Coal India share price is in focus after a big downgrade from the key brokerage house, Nuvama Institutional Equities. They have slashed the target for Coal India share price to Rs 367 per share from Rs 405 a share earlier. The new target price implies that the stock could potentially fall another 8% from current levels. Nuvama has also downgraded its recommendation for the stock to Reduce. This is because they believe that volume growth is a big risk and even 2–3% growth could be a tall ask between now and FY27.

Nuvama on Coal India: Risks to volume growth

One of the big concerns for Nuvama is the volume growth outlook for Coal India. According to them, the “long-term volume growth is at risk; Coal India started FY26 on a soft note with sales volume down 4.7% YoY during April-May.” They expect volumes to decline in June as well. Not only was there a fall in pre-Monsoon demand, but also volumes from captive and commercial mines are on the rise. This is likely to affect Coal India volumes. Nuvama has also cut volume estimates by 2% each year for FY26 and FY27.

Nuvama on Coal India: Production, volume, cost mis-match

Nuvama pointed out that the higher inventory also restricts any major production volume growth. Coal India management had earlier guided for an increase in stripping ratio to 2.67x. Between FY20-FY25, it averaged 2.31x and this is also expected to increase the production cost. “This along with the lack of meaningful production growth (no operating leverage) will increase overall cost of production in FY26,” added Nuvama. As the next wage revision is due in June next year, costs are expected to increase in FY27 as well amid higher employee cost.

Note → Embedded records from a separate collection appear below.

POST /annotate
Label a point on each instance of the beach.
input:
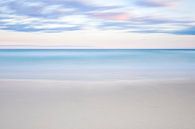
(97, 89)
(148, 104)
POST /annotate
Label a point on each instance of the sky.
(97, 23)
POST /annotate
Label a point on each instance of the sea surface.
(97, 64)
(97, 89)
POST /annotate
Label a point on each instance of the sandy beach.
(146, 104)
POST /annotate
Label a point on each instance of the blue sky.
(95, 23)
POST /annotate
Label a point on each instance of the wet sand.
(138, 104)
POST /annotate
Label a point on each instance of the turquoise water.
(96, 64)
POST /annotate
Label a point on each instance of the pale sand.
(146, 104)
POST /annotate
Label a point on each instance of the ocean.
(97, 89)
(97, 64)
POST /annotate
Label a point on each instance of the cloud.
(72, 15)
(118, 16)
(156, 3)
(186, 31)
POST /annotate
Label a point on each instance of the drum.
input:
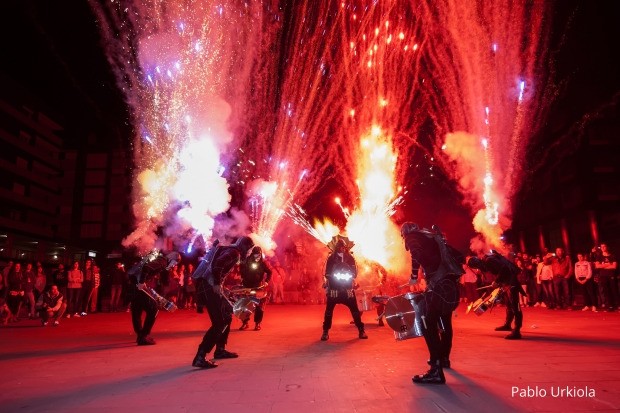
(244, 307)
(364, 301)
(402, 317)
(482, 304)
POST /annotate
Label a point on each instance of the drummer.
(340, 273)
(254, 274)
(433, 257)
(505, 273)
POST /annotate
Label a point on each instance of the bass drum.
(364, 301)
(402, 314)
(244, 307)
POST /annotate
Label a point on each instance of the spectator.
(28, 284)
(15, 293)
(40, 281)
(74, 288)
(562, 271)
(51, 305)
(546, 279)
(59, 278)
(583, 276)
(94, 292)
(607, 265)
(5, 275)
(119, 278)
(537, 264)
(87, 285)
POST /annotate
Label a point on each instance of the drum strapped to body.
(244, 307)
(364, 301)
(403, 314)
(482, 304)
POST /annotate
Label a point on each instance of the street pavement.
(567, 361)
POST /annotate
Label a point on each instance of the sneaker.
(515, 335)
(433, 376)
(224, 354)
(203, 364)
(145, 341)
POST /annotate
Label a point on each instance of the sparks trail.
(184, 68)
(487, 62)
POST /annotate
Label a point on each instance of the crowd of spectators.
(557, 281)
(588, 281)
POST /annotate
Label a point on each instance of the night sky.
(52, 49)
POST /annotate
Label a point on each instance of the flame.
(376, 237)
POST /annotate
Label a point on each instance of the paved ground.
(92, 364)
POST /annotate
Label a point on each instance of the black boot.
(201, 362)
(445, 362)
(145, 341)
(515, 335)
(221, 353)
(433, 376)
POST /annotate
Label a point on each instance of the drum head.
(244, 307)
(399, 314)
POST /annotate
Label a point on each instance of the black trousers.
(220, 313)
(142, 303)
(437, 305)
(438, 335)
(341, 297)
(513, 308)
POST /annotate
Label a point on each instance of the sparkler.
(486, 54)
(183, 67)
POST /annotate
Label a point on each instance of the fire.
(376, 237)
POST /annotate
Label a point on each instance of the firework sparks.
(181, 66)
(489, 55)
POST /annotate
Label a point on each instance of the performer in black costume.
(506, 276)
(209, 293)
(341, 264)
(441, 268)
(255, 272)
(140, 302)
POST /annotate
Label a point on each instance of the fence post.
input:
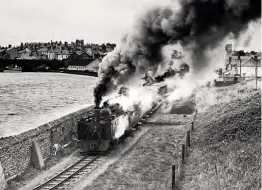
(173, 176)
(183, 153)
(188, 139)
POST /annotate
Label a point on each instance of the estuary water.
(31, 99)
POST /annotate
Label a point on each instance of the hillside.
(226, 144)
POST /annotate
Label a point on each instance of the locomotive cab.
(94, 134)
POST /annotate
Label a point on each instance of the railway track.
(68, 176)
(83, 166)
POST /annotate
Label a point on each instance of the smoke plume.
(197, 25)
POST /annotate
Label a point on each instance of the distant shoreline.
(88, 73)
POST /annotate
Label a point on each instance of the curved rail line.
(61, 180)
(73, 172)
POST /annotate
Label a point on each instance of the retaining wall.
(55, 137)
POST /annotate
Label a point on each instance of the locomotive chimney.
(97, 113)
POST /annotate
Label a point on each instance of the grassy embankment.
(226, 148)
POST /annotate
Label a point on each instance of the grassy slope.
(147, 165)
(226, 144)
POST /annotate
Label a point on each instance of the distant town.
(53, 55)
(54, 50)
(84, 58)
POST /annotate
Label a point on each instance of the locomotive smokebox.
(97, 113)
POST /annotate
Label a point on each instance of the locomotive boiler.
(96, 133)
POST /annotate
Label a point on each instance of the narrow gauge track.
(81, 167)
(68, 176)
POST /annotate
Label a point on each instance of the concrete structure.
(64, 55)
(247, 68)
(15, 151)
(12, 52)
(37, 157)
(2, 178)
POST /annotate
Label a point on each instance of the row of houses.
(44, 53)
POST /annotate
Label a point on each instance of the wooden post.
(173, 176)
(183, 153)
(240, 62)
(256, 60)
(188, 139)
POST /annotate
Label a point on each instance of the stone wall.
(53, 138)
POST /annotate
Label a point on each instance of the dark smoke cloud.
(198, 25)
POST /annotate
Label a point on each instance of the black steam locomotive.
(96, 133)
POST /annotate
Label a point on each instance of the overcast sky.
(96, 21)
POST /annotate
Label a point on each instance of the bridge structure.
(31, 65)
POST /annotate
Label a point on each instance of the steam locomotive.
(96, 133)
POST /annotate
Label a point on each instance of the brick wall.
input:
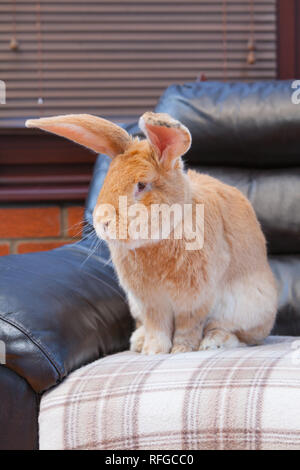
(24, 229)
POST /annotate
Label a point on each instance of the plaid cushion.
(245, 398)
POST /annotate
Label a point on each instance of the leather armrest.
(60, 310)
(19, 408)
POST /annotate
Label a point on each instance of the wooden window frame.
(40, 167)
(54, 169)
(288, 39)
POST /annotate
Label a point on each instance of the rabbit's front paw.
(219, 339)
(178, 348)
(137, 339)
(157, 345)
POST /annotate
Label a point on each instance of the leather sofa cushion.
(60, 310)
(275, 196)
(237, 124)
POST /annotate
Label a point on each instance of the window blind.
(114, 58)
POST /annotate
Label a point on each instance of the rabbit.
(220, 295)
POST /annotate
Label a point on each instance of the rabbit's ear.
(91, 131)
(170, 138)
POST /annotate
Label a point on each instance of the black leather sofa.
(62, 309)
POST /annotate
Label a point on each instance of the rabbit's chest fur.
(162, 269)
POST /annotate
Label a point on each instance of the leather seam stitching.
(37, 343)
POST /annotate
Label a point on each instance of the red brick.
(37, 222)
(75, 221)
(4, 249)
(30, 247)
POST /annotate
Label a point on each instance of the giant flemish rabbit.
(219, 295)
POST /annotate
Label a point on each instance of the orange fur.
(184, 300)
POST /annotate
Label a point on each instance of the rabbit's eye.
(141, 186)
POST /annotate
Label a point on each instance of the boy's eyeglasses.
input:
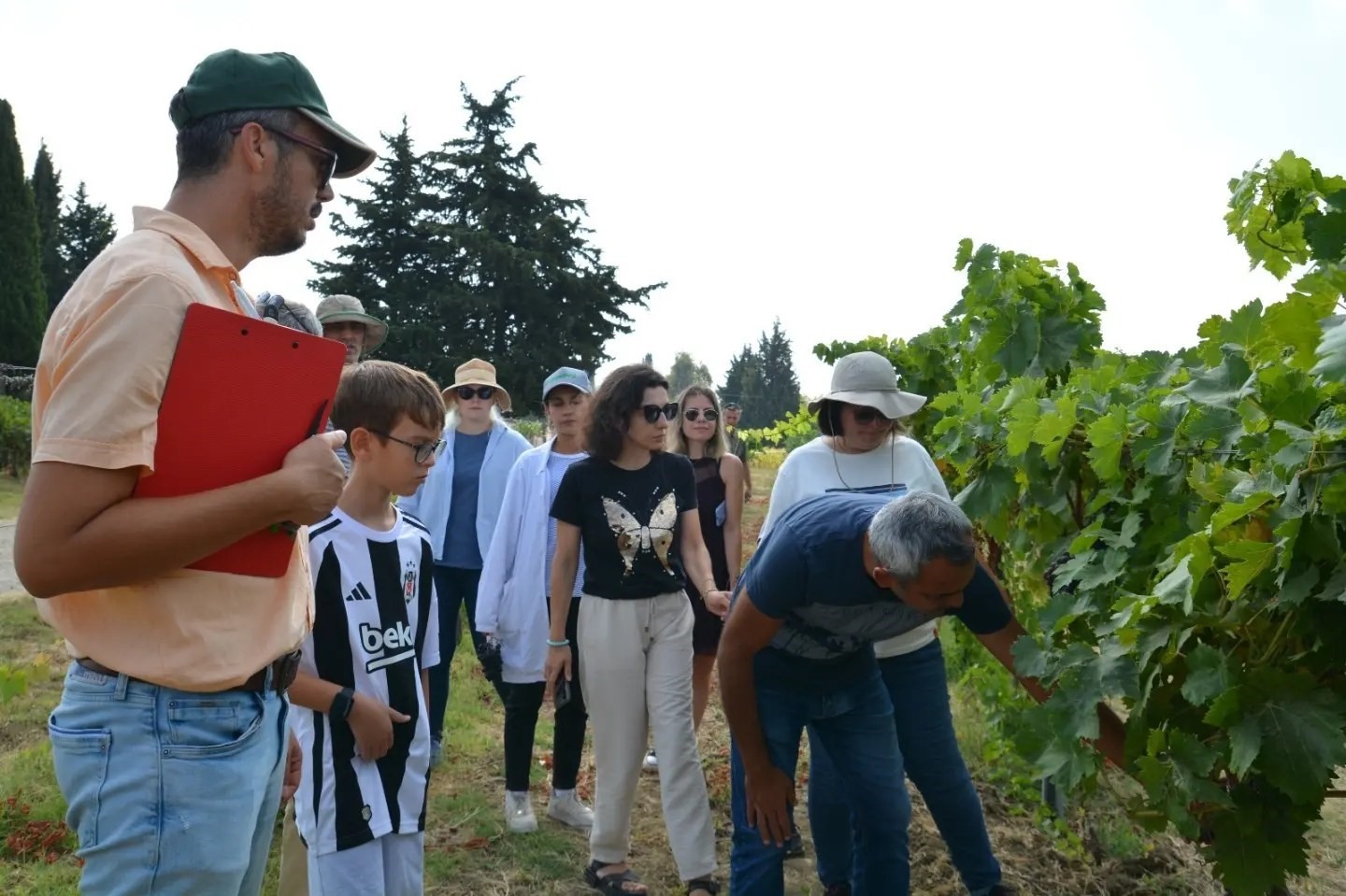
(654, 412)
(424, 451)
(467, 393)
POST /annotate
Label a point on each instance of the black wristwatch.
(342, 704)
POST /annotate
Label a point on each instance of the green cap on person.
(232, 81)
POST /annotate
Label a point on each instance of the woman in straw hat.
(459, 505)
(863, 447)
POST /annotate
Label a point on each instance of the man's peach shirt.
(106, 358)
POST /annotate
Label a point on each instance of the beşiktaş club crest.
(409, 581)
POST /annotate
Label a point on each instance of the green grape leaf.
(1055, 425)
(1331, 350)
(1233, 511)
(1156, 449)
(1177, 587)
(1290, 396)
(1251, 560)
(988, 495)
(1107, 437)
(1256, 847)
(1208, 676)
(1296, 323)
(1024, 420)
(1015, 339)
(1333, 498)
(1303, 732)
(1244, 745)
(1326, 235)
(1334, 590)
(1223, 709)
(1221, 386)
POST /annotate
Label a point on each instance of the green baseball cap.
(230, 81)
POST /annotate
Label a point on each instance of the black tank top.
(709, 495)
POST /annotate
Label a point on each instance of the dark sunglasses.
(654, 412)
(327, 164)
(467, 393)
(424, 452)
(866, 416)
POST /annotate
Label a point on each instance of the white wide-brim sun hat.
(867, 378)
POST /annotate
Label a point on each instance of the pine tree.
(46, 195)
(86, 229)
(743, 384)
(23, 303)
(388, 262)
(780, 384)
(687, 372)
(522, 284)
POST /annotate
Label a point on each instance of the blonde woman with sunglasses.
(719, 501)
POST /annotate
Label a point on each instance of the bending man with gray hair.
(836, 574)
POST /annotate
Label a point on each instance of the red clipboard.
(241, 393)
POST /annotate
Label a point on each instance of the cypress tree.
(23, 302)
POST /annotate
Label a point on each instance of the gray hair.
(911, 531)
(204, 146)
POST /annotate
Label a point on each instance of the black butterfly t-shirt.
(629, 523)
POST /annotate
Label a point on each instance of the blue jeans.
(168, 791)
(455, 588)
(920, 691)
(855, 721)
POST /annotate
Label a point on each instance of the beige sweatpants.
(294, 857)
(637, 675)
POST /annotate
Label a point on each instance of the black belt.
(281, 673)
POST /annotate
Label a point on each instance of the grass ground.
(11, 492)
(1097, 853)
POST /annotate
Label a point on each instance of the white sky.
(812, 162)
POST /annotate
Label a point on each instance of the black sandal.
(615, 883)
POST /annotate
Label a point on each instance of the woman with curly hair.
(634, 507)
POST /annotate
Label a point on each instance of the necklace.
(893, 463)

Nuvama on Coal India: Lower e-auction price a concern

Lower global coal prices are also expected to put pressure on e-auction prices. This is another key risk, as per Nuvama. They explained that the Indonesian thermal coal prices have been under pressure in the last one year and are trading lower at $115 per tonne. “Further fall in global coal prices is possible, and it may not have bottomed out. “We observe Coal India’s e-auction prices too have drifted down and any push to volume under e-auction will put prices under further pressure,” they added.

All eyes on Bharat Coking Coal IPO

Apart from the fall in global coal prices, the sharp fall in e-auction prices and lower-than-expected volume growth, all eyes are also on the sale of the Govt’s stake via OFS. The Coal India subsidiary, Bharat Coking Coal, IPO is scheduled this year, but the IPO dates have not been announced yet. The DRHP indicates that the issue will be bookbuilding one of 46.57 crore shares. The issue is entirely an offer for sale of 46.57 crore shares. The DRHP was filed with SEBI on May 30.